Son mérite n'est pas des moindres, puisqu'il a obtenu des syndicats que les employés ne soient pas payés pour chaque prestation électronique supplémentaire – sans toucher aux revenus qu'ils percevaient pour les retransmissions radiophoniques que le MET était autorisé à capter sur le vif et à diffuser une seule fois – moyennant quoi les revenus seraient partagés une fois les coûts de production récupérés. "Par cette approche intelligente, les syndicats nous permettent d'explorer toutes les possibilités commerciales, de rentabiliser les productions et, par voie de retour, ils en tirent eux aussi un profit. C'est une façon pour les syndicats et la direction d'appréhender le futur sans se focaliser sur les détails", explique ainsi Peter Gelb dans une interview accordée au Figaro du lundi 24 septembre 2007. Faut-il y lire une allusion à la rigidité des syndicats de l'ONP ? Leur attentisme devant la diffusion de l'opéra à un plus large public est pour le moins effrayant, alors même que le MET serait en train de négocier avec Gaumont, MK2 et le Grand Rex pour diffuser ses opéras sur les écrans français dès cet hiver.

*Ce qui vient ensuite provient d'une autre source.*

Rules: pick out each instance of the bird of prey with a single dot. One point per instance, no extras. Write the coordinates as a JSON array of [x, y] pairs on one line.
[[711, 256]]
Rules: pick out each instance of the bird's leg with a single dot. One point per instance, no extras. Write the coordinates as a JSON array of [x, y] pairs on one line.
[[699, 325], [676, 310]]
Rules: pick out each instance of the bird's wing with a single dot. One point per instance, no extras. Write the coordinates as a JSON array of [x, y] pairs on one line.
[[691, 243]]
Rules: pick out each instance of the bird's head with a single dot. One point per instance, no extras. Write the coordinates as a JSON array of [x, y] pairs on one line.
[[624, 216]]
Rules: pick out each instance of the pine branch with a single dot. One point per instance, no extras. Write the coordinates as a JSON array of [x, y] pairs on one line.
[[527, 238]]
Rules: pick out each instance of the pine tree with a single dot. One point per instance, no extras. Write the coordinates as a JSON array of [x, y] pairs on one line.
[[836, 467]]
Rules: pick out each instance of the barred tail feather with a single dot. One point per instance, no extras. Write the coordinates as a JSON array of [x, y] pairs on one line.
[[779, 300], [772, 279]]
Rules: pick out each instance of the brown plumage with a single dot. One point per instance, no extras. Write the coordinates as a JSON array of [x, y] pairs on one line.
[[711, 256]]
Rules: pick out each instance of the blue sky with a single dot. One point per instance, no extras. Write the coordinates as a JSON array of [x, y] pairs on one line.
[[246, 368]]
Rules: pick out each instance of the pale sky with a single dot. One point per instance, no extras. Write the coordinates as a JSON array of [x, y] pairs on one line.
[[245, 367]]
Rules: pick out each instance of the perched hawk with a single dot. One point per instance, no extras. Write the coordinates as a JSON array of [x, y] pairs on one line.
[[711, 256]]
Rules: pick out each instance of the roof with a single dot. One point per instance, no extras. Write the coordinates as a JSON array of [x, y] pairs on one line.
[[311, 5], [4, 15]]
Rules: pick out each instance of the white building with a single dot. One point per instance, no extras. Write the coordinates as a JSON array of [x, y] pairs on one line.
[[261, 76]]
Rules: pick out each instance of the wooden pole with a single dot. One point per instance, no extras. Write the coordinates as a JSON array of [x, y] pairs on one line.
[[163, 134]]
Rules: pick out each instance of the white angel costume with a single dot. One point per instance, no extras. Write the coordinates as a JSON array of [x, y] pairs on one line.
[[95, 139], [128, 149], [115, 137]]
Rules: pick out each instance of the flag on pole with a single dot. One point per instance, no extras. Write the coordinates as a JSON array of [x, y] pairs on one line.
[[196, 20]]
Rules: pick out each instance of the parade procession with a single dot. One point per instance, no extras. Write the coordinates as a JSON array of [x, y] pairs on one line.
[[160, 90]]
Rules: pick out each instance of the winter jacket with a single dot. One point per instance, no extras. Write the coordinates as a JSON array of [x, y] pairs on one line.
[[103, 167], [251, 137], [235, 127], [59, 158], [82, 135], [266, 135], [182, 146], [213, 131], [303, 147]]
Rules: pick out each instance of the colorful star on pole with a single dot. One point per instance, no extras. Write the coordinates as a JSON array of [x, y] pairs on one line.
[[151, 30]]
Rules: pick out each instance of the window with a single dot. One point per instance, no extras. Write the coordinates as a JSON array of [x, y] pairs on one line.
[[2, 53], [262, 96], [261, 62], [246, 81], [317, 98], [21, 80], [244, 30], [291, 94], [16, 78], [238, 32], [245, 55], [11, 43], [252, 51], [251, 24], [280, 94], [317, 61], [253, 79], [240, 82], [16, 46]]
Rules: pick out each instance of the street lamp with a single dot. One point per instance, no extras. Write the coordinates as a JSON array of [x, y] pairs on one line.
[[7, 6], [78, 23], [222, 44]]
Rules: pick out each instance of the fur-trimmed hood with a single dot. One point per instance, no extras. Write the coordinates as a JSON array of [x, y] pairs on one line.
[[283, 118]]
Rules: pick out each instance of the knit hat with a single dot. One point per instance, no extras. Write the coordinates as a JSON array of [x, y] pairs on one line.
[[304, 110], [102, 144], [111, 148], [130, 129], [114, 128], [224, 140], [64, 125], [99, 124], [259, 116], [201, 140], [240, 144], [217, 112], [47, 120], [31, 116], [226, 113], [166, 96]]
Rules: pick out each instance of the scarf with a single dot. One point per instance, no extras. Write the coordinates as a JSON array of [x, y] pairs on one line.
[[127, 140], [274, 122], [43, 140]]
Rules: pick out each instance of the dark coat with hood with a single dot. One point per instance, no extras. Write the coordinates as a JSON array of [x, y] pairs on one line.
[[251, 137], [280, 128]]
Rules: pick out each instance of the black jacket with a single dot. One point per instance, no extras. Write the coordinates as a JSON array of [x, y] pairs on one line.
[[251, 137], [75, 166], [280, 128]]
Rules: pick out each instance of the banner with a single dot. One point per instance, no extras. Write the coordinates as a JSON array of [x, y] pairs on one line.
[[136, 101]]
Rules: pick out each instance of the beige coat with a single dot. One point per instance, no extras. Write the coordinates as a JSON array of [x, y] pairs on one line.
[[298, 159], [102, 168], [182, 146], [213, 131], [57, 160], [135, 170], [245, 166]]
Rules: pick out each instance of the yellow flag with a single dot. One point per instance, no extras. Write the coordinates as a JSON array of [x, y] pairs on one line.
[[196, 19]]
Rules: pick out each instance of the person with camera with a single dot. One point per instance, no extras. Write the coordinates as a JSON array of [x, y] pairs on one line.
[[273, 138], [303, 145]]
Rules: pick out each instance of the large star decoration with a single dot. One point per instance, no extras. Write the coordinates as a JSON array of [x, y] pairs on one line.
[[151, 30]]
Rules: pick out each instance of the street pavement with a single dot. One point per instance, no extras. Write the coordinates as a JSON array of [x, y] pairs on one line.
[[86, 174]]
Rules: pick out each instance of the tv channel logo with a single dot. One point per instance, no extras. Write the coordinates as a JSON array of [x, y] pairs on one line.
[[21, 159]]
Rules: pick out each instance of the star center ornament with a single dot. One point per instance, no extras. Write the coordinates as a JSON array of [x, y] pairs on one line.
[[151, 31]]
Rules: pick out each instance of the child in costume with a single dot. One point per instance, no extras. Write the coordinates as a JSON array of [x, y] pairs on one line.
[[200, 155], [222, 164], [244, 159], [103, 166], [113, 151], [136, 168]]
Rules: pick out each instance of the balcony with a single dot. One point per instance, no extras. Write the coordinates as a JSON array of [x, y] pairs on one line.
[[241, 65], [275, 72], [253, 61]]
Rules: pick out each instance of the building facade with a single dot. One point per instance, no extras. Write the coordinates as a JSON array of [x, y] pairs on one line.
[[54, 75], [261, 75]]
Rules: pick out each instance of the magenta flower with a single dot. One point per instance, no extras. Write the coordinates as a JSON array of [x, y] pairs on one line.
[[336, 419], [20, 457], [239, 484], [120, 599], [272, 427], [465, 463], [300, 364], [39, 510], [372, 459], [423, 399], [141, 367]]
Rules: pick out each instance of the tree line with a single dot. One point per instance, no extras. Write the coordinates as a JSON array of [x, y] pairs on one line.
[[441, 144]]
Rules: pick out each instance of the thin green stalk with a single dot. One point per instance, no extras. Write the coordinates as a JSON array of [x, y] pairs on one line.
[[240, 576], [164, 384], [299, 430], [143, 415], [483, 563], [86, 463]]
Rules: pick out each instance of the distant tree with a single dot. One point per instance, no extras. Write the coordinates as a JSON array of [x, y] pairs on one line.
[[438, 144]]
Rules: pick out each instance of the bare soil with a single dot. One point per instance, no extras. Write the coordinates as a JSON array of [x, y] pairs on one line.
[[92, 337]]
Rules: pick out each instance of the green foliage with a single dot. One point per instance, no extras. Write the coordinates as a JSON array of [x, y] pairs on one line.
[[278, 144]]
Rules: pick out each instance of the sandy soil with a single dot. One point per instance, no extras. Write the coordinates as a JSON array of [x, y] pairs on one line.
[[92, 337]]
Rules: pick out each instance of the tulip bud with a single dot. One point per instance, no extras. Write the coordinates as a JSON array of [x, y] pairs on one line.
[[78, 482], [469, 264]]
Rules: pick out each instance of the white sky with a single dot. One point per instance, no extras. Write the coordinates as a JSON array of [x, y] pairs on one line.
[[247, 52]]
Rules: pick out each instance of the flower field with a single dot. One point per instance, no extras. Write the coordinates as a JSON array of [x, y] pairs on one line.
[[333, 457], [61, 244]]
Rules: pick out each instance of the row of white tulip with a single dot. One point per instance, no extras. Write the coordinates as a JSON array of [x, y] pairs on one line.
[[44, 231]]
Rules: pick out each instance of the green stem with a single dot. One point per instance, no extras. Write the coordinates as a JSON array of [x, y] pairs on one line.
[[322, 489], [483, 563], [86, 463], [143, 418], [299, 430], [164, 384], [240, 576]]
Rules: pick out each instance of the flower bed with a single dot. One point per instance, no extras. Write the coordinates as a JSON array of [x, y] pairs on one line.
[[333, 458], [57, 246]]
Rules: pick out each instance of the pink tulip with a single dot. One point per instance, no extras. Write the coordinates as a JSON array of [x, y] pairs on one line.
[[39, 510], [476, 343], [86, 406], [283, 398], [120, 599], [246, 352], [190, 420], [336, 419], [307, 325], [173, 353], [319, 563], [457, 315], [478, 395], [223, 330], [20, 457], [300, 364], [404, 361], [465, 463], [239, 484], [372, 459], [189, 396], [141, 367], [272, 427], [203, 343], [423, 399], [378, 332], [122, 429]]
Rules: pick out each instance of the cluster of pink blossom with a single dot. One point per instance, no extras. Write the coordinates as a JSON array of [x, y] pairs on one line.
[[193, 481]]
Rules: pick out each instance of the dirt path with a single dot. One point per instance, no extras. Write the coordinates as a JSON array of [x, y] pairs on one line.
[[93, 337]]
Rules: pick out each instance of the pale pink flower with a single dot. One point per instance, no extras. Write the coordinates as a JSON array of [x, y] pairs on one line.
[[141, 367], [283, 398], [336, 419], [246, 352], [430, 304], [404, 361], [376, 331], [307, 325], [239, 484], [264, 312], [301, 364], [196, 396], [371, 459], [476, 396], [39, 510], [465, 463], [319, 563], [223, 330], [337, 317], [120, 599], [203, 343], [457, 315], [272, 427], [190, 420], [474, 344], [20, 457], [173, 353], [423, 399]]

L'ONP n'a pourtant pas à rougir de ses productions – la seule année 2006-2007 a été marquée par pas moins de neuf nouvelles productions lyriques, deux nouvelles productions Frontières et six nouveaux ballets – et programmes à but non lucratif comme 10 mois d'École et d'Opéra et Opéra et Université, conçus spécialement pour des jeunes. Et il est bien regrettable que la publicité qui fait défaut à ces programmes se concentre sur les conflits internes à l'Opéra national de Paris. Citons à titre d'exemple le tollé provoqué par la demande du député Patrick Bloche (PS) au ministre de la Culture Renaud Donnedieu de Vabres lors d'une séance de questions à l'Assemblée en mars 2005, de lancer un audit social portant sur la gestion de l'Opéra entre 1995 et 2004.

Le comité d'hygiène, de sécurité et des conditions de travail de l'Opéra avait déjà fait appel en 2002 au cabinet Socialconseil (société d'experts en droit du travail), évoquant "la souffrance au travail, le harcèlement moral ainsi que les humiliations" subies par le personnel de l'Opéra de Paris. Il ne nous appartient pas de juger du bien-fondé de la requête adressée au ministre, mais elle permet d'illustrer l'incapacité de l'administration française à résoudre ses conflits internes et à se préoccuper de l'essentiel – ici, le développement à l'échelle internationale de l'un des fleurons de sa culture. Pendant que l'État s'égare, les mordus de l'opéra pourront toujours nourrir leur passion avec la nouvelle saison 2007-2008, qui débutera avec la reprise de Capriccio de Richard Strauss, suivie par la nouvelle production d'Ariane et Barbe bleue de Paul Dukas.